Ambas compañías lanzan una campaña conjunta dirigida a autónomos y empresas del sector de la construcción y reformas, en la que el vehículo comercial se convierte en el principal incentivo para fidelizar clientes.

Opel y Brico Depôt han puesto en marcha una iniciativa conjunta orientada al cliente profesional que combina marketing promocional y estrategia comercial. El eje de la campaña es el sorteo de dos unidades del Opel Vivaro entre los miembros del programa Bricoclub Pro, en una acción que busca reforzar la relación con un perfil clave para ambas compañías: los trabajadores que utilizan el vehículo como herramienta de trabajo.
Una campaña centrada en el cliente profesional
La promoción está dirigida a los usuarios del Bricoclub Pro, el programa de fidelización de Brico Depôt enfocado a profesionales del sector. Para participar, es necesario realizar compras superiores a 100 euros durante el periodo de la campaña —activa hasta el 20 de mayo— y registrarse en la plataforma habilitada. El sistema premia la recurrencia: cada 100 euros de gasto suma una participación adicional en el sorteo.
Este tipo de iniciativas responde a una tendencia creciente en el sector retail y automoción, donde las marcas buscan reforzar la vinculación con el cliente profesional mediante ventajas tangibles más allá del precio, especialmente en un contexto de fuerte competencia y presión sobre costes.
El Opel Vivaro como herramienta de trabajo
El vehículo elegido como premio no es casual.
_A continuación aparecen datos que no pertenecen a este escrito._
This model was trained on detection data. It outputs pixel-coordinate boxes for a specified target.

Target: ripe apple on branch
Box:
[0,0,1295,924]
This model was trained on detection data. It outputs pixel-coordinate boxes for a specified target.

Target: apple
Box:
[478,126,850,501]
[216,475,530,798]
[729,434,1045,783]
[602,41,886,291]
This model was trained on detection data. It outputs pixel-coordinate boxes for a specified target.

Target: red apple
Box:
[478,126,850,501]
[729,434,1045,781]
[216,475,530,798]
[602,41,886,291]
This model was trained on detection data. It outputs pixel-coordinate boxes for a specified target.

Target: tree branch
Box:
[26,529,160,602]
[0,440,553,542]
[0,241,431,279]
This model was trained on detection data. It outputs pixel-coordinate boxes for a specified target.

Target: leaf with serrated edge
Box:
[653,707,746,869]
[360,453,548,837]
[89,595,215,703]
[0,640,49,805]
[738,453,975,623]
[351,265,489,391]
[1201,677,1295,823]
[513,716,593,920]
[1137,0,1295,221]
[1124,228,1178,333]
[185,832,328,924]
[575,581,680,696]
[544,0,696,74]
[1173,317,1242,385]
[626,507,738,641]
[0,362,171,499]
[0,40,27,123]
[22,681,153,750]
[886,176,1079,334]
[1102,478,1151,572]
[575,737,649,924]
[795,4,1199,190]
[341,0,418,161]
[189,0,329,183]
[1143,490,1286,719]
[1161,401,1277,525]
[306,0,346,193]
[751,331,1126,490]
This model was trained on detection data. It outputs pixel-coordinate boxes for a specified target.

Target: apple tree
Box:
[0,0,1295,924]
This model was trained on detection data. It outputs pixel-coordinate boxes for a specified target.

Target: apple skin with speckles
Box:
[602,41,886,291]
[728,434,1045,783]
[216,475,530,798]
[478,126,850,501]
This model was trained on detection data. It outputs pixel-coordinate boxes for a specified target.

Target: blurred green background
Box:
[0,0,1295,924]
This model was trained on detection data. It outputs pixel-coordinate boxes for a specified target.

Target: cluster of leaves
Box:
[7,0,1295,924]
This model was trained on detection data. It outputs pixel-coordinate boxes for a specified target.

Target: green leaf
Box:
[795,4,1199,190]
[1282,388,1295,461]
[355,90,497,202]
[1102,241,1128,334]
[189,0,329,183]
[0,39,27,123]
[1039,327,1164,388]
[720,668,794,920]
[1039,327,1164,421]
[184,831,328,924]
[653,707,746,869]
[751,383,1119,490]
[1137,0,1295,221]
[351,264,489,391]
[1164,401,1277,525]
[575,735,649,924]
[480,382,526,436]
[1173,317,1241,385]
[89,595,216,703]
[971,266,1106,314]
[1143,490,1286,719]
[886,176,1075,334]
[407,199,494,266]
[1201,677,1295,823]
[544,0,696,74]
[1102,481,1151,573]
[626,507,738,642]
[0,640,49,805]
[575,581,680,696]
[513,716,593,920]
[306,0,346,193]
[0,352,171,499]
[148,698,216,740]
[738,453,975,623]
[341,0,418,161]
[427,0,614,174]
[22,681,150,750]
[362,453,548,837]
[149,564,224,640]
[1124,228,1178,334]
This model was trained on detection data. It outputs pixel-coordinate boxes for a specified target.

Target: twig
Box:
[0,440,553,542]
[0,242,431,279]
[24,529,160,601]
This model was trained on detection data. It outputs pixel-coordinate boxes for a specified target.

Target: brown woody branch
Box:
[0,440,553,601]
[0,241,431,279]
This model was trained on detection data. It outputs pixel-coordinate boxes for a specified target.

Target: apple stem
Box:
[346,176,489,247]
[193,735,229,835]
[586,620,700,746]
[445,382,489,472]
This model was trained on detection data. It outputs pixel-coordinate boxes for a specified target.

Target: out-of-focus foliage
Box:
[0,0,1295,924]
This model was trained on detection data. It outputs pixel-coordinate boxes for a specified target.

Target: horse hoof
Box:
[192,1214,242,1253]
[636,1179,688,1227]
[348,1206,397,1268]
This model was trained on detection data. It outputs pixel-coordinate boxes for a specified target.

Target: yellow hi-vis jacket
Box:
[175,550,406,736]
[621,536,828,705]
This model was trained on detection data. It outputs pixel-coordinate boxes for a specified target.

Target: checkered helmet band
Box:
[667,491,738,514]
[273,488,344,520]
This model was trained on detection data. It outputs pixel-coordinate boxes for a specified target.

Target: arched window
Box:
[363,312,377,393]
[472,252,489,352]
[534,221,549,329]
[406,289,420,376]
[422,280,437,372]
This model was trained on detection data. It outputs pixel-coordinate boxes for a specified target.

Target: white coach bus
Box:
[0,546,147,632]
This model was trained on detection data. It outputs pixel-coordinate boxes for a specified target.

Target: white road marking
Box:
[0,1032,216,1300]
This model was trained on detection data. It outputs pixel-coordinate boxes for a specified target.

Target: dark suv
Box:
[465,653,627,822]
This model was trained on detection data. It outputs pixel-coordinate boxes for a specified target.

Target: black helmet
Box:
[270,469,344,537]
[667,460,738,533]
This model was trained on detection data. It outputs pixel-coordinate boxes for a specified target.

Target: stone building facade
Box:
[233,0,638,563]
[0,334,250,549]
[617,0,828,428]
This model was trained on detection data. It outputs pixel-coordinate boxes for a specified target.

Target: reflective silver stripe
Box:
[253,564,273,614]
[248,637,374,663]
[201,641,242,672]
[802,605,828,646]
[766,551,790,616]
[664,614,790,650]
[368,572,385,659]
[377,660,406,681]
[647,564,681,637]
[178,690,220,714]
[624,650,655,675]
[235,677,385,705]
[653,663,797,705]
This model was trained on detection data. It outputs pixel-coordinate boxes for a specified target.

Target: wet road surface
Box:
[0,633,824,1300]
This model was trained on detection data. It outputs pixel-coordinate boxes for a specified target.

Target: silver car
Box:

El Opel Vivaro es uno de los modelos más representativos dentro del segmento de vehículos comerciales medios, un mercado clave en Europa por su peso en sectores como la logística, la construcción o los servicios técnicos.
Entre sus principales características destacan una capacidad de carga de hasta 6,6 metros cúbicos y una carga útil que puede alcanzar los 1.400 kilos, cifras que lo sitúan en línea con sus principales rivales en el segmento. A ello se suma una capacidad de remolque de hasta 2.500 kilos y una altura contenida —en torno a 1,90 metros en muchas versiones— que facilita su uso en entornos urbanos, como aparcamientos subterráneos o centros logísticos.
En los últimos años, este tipo de furgones ha evolucionado notablemente, incorporando sistemas de asistencia a la conducción, conectividad y, en muchos casos, versiones electrificadas, adaptándose así a las nuevas exigencias de las zonas de bajas emisiones en ciudades europeas.
Fidelización y crecimiento del canal profesional
El lanzamiento de esta campaña también pone en valor el crecimiento del canal profesional para Brico Depôt. Su programa Bricoclub Pro supera ya los 160.000 usuarios y ha incrementado su peso en las ventas de la compañía, reflejando la importancia estratégica de este segmento.
Para Opel, por su parte, este tipo de acciones refuerzan su posicionamiento en el ámbito de los vehículos comerciales, donde mantiene una presencia consolidada dentro del grupo Stellantis, uno de los principales actores del mercado europeo en este tipo de vehículos.
Un mercado cada vez más competitivo
La colaboración entre fabricantes de automóviles y grandes superficies especializadas no es nueva, pero sí cada vez más frecuente. En un entorno marcado por la electrificación, la digitalización y la transformación de los hábitos de consumo, captar y retener al cliente profesional se ha convertido en una prioridad.
Con iniciativas como esta, ambas compañías buscan posicionarse no solo como proveedores de productos, sino como socios en el día a día de autónomos y pequeñas empresas, un colectivo clave en la economía española y especialmente sensible a factores como el coste de uso, la fiabilidad y la disponibilidad de herramientas de trabajo.